More than 42 years ago, a charismatic 28-year-old Vietnam War vet gave one of the most riveting congressional presentations ever before Sen. William Fulbright's Senate Foreign Relations Committee. Representing the Vietnam Veteran's Against the War (VVAW), John Kerry, a decorated, twice-wounded vet, gave impassioned witness to the utter futility of our senseless Vietnam War which had been claiming millions of lives since the 1950s when the U.S. tried to succeed where the French had failed, preventing the inevitable unification of Vietnam under the North Vietnamese.
Kerry looked the distinguished Sen. Fulbright in the eye and uttered these immortal words that will forever reverberate in American history: "How do you ask a man to be the last man to die for a mistake?
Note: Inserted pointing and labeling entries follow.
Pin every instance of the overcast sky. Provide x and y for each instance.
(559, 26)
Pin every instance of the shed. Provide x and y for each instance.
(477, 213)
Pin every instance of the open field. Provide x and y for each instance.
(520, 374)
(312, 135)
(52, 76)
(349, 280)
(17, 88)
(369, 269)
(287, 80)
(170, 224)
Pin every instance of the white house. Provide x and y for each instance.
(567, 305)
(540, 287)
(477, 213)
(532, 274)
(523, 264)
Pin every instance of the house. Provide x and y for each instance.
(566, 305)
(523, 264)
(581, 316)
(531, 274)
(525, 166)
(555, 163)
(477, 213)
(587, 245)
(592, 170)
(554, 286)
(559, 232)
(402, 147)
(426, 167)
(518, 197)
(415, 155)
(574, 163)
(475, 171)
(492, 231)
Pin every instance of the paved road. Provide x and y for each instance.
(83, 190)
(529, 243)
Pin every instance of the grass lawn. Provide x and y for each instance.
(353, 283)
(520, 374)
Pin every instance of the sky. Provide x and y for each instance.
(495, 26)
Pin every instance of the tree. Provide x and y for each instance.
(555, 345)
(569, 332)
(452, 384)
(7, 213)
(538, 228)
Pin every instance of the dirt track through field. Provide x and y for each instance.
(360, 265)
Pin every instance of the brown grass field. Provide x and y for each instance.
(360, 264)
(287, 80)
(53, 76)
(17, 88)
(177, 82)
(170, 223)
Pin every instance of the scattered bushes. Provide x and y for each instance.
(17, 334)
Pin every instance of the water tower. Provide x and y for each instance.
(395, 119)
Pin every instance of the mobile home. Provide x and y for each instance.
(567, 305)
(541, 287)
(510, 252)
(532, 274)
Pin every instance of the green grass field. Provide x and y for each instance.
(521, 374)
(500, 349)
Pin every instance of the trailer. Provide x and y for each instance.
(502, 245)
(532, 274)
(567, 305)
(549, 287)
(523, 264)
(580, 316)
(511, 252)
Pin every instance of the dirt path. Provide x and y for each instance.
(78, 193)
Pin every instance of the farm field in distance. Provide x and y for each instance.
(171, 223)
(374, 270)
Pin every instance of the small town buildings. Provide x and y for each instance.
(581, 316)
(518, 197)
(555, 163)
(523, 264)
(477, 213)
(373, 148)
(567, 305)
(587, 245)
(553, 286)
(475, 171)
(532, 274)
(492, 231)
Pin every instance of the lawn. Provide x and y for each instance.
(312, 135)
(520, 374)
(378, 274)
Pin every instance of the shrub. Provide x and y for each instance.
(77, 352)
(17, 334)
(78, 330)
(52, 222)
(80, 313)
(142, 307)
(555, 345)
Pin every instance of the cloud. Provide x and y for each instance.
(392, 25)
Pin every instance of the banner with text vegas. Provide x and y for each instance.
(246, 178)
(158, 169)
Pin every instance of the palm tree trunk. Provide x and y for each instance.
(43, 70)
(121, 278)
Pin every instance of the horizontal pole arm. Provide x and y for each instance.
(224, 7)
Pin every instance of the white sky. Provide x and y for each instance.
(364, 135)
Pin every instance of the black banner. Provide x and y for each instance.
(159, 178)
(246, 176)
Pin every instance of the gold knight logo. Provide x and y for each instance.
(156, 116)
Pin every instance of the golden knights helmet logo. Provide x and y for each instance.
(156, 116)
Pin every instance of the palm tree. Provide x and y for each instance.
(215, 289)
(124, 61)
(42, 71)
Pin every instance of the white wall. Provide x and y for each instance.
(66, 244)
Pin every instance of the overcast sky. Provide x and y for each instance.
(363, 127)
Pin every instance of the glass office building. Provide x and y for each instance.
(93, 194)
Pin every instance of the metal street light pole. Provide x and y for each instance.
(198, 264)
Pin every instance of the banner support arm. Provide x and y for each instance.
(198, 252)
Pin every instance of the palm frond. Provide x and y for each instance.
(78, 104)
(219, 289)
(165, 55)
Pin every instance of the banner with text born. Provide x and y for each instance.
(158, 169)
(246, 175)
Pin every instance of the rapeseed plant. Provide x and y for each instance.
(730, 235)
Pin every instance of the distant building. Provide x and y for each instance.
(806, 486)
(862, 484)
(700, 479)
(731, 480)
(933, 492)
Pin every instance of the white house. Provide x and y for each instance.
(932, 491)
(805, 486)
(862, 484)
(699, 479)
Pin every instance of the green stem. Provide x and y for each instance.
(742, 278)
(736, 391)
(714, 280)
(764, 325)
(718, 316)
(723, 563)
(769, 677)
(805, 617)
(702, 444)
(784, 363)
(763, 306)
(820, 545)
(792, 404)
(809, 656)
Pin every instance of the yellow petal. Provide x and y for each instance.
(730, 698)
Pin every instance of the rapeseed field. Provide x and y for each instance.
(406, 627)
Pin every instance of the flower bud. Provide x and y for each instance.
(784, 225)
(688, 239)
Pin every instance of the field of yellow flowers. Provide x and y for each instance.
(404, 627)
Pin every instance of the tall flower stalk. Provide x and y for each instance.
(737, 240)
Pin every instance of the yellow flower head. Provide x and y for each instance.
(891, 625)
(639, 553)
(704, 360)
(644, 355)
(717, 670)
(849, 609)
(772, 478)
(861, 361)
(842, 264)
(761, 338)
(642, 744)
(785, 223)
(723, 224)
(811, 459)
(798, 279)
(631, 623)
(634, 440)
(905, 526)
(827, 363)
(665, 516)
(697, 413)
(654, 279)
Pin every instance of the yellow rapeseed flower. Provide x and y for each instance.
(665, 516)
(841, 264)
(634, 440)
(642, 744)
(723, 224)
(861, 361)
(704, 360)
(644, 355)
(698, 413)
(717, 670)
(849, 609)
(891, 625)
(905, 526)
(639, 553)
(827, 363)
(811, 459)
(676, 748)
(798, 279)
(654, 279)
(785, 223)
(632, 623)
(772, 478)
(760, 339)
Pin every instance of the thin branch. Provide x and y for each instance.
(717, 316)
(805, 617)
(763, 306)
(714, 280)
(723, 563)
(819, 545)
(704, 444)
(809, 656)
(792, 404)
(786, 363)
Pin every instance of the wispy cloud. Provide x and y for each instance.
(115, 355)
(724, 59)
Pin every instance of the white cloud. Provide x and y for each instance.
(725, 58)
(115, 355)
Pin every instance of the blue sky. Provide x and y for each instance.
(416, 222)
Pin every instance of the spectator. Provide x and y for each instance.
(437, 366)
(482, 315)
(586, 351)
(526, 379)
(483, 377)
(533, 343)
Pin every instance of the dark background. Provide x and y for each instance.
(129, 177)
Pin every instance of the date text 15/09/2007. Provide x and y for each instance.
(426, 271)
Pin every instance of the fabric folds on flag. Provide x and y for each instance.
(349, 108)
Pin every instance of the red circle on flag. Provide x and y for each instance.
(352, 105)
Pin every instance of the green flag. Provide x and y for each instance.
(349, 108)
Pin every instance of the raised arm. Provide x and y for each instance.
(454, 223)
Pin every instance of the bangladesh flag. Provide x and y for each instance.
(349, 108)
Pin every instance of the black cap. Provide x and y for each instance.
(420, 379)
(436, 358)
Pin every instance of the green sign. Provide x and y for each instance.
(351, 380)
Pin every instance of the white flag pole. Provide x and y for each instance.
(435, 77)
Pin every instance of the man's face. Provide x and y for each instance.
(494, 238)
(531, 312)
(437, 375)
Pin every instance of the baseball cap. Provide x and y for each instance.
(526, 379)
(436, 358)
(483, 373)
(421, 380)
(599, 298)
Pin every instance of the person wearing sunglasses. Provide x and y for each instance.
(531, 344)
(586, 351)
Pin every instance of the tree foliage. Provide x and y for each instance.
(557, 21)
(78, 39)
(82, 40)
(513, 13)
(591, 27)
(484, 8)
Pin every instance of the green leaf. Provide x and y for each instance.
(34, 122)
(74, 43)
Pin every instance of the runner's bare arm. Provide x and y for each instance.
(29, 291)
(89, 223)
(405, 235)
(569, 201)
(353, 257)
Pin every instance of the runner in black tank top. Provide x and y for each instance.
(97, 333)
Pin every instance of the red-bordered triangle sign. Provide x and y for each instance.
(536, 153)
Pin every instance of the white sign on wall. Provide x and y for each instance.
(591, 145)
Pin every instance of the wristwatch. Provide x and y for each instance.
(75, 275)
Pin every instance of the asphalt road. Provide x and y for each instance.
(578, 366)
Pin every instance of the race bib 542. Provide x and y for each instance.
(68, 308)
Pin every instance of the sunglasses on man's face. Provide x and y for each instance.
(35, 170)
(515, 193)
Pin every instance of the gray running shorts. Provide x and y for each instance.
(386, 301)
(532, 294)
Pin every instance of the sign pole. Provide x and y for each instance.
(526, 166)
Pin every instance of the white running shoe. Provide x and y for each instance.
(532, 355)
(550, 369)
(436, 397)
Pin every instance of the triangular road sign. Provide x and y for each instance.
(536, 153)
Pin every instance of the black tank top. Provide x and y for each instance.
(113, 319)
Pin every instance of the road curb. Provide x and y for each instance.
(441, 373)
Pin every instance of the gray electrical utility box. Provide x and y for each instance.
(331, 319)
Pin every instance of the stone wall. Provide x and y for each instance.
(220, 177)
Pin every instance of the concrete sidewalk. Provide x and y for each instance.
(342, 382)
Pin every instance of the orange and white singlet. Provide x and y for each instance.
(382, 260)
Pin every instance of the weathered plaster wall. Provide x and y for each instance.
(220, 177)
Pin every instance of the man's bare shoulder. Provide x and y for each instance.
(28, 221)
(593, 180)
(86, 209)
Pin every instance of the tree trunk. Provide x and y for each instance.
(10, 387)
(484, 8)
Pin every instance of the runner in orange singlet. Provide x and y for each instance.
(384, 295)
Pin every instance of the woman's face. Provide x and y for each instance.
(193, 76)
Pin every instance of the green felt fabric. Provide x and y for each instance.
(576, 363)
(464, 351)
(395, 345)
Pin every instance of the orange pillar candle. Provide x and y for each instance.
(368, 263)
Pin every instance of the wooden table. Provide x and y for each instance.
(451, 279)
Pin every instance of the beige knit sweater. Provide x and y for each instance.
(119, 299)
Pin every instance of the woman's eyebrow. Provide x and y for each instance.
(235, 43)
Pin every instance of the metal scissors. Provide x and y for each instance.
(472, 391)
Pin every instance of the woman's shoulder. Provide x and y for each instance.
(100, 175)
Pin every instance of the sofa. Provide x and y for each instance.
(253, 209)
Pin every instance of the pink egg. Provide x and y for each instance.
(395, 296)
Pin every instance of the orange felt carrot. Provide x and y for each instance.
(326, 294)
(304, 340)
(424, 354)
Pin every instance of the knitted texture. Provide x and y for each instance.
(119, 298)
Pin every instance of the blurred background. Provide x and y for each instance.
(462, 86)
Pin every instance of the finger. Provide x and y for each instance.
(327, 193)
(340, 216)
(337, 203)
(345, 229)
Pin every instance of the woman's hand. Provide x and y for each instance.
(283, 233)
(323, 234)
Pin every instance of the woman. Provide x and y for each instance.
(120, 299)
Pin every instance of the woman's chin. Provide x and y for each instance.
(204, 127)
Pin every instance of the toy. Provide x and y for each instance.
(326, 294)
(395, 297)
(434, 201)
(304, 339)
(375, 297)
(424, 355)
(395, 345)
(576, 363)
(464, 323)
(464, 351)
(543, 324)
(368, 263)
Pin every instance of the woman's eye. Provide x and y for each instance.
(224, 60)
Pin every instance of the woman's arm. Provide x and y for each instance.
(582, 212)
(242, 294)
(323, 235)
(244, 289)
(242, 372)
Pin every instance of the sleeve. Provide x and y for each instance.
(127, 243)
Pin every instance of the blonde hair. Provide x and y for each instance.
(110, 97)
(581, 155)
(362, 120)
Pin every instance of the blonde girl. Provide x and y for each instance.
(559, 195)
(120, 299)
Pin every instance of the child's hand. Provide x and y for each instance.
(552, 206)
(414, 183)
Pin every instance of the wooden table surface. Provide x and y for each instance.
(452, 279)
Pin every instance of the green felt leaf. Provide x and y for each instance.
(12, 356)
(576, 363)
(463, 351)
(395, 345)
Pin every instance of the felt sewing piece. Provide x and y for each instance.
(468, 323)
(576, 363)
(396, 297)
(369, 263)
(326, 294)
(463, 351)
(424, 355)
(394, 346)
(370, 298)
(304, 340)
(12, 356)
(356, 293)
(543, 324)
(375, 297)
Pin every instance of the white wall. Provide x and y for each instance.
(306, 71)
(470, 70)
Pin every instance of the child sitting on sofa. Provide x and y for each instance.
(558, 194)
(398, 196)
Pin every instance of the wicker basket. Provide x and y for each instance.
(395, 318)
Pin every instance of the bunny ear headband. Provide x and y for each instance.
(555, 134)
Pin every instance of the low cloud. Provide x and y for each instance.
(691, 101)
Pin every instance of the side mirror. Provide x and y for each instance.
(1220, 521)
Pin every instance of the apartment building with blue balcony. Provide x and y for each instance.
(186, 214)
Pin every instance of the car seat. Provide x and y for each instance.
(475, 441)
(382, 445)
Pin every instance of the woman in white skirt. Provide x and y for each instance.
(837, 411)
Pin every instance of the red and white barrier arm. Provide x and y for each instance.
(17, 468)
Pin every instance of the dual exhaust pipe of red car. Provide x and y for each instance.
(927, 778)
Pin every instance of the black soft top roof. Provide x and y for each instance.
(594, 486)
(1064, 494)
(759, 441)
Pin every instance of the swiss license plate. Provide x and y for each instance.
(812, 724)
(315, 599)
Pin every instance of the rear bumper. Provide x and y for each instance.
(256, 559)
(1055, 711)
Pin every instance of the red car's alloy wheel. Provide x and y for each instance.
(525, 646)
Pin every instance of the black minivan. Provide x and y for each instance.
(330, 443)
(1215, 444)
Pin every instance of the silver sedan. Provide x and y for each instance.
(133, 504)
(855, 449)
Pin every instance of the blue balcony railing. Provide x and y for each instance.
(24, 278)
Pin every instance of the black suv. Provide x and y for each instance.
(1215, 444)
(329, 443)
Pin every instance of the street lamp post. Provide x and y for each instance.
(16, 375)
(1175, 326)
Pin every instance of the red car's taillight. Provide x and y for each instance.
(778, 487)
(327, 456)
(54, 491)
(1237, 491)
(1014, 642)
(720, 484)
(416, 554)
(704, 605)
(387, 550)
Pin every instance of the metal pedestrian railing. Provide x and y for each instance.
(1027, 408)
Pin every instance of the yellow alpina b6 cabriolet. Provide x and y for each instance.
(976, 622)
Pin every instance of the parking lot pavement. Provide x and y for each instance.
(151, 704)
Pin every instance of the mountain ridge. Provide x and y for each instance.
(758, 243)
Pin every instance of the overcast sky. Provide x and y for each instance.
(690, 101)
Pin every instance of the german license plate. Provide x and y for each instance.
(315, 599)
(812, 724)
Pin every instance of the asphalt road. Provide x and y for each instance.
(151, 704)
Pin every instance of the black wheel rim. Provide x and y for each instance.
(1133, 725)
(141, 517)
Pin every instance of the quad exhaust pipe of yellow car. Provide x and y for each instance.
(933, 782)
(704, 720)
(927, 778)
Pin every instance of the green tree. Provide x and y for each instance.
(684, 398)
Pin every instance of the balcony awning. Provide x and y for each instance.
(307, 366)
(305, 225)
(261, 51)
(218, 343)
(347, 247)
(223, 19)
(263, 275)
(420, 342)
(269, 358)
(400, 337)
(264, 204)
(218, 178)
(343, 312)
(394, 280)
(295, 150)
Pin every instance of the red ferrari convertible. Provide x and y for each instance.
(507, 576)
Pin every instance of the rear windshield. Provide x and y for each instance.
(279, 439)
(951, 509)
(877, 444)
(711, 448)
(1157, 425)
Each day to facilitate the process by which the United States washes her hands of Vietnam someone has to give up his life so that the United States doesn't have to admit something that the entire world already knows, so that we can't say we have made a mistake.
Last Sunday, the 69-year-old Kerry, who parlayed that 15 minutes of fame into a five-decade career as prosecutor, state lieutenant governor, senator, presidential candidate and now secretary of state, shuttled between five news shows. He looked all 310 million of us in the eye and flat out lied about the need to bomb Syria and kill people as part of our taking sides in their horrendous civil war.
As an avid opponent of the Vietnam War from 1963, I still vividly recall Kerry's inspiring "who will be the last man to die" testimony in 1971. I was shocked and sickened by Kerry's coming full circle Sunday, to champion, not the end to a criminal war, but tragically, the call for another.